Qual a dose de ácido fólico para quem planeja engravidar?

Para a maioria das mulheres, 400 mcg por dia. Em casos de risco aumentado, como gestação anterior com defeito do tubo neural, o CDC recomenda 4.000 mcg (4 mg) por dia; no Brasil, o Ministério da Saúde prevê 5 mg quando a apresentação de 0,4 mg não está disponível — sempre sob orientação médica.

Preciso tomar ferro antes de engravidar?

Depende dos seus níveis. A avaliação pré-concepcional, com exames como hemograma e ferritina, mostra se há deficiência. Na gestação, a OMS e o Ministério da Saúde recomendam de 30 a 60 mg de ferro elementar por dia.

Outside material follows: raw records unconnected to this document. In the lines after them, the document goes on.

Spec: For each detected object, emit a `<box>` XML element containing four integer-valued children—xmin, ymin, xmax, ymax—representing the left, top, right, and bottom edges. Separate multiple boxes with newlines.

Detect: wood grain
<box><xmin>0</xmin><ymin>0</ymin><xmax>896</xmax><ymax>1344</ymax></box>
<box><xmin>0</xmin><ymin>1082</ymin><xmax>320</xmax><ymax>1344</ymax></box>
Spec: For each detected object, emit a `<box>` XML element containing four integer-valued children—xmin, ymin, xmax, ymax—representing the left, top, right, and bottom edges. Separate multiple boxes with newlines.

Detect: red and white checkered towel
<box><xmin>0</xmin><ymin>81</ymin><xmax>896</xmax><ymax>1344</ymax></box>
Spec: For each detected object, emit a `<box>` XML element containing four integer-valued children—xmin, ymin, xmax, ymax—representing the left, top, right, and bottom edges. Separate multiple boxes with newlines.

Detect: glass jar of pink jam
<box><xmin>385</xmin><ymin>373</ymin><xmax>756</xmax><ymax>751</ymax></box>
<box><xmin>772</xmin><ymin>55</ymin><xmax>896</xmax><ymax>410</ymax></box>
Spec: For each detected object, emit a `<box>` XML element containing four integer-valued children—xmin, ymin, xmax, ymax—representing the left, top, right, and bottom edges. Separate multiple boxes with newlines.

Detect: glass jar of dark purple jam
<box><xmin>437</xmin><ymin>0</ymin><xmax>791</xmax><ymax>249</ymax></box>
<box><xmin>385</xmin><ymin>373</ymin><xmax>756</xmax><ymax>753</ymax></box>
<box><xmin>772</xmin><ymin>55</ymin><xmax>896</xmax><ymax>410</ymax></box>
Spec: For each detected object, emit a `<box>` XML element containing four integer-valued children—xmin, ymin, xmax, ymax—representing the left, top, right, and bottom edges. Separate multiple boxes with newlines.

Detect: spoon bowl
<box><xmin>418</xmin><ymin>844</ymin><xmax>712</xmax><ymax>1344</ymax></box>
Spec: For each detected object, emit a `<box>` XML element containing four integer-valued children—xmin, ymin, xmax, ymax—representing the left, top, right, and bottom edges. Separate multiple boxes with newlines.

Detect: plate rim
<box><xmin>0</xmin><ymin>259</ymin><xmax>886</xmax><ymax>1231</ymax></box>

Quem precisa de iodo na suplementação?

No Brasil, o sal é iodado e, para a maioria das mulheres, a alimentação cobre a necessidade. A suplementação adicional é avaliada caso a caso, principalmente em situações de risco.

Suplementação pré-concepcional garante uma gestação saudável?

Não. A suplementação reduz riscos de malformações e complicações, mas não garante resultado. Ela é uma parte do cuidado, que inclui alimentação, acompanhamento médico e hábitos saudáveis.

Preciso de acompanhamento médico para suplementar?

Sim, na maioria dos casos. A dose e o tempo de uso dependem do seu histórico e dos seus exames. A avaliação com o ginecologista define a suplementação segura e individualizada para o seu caso.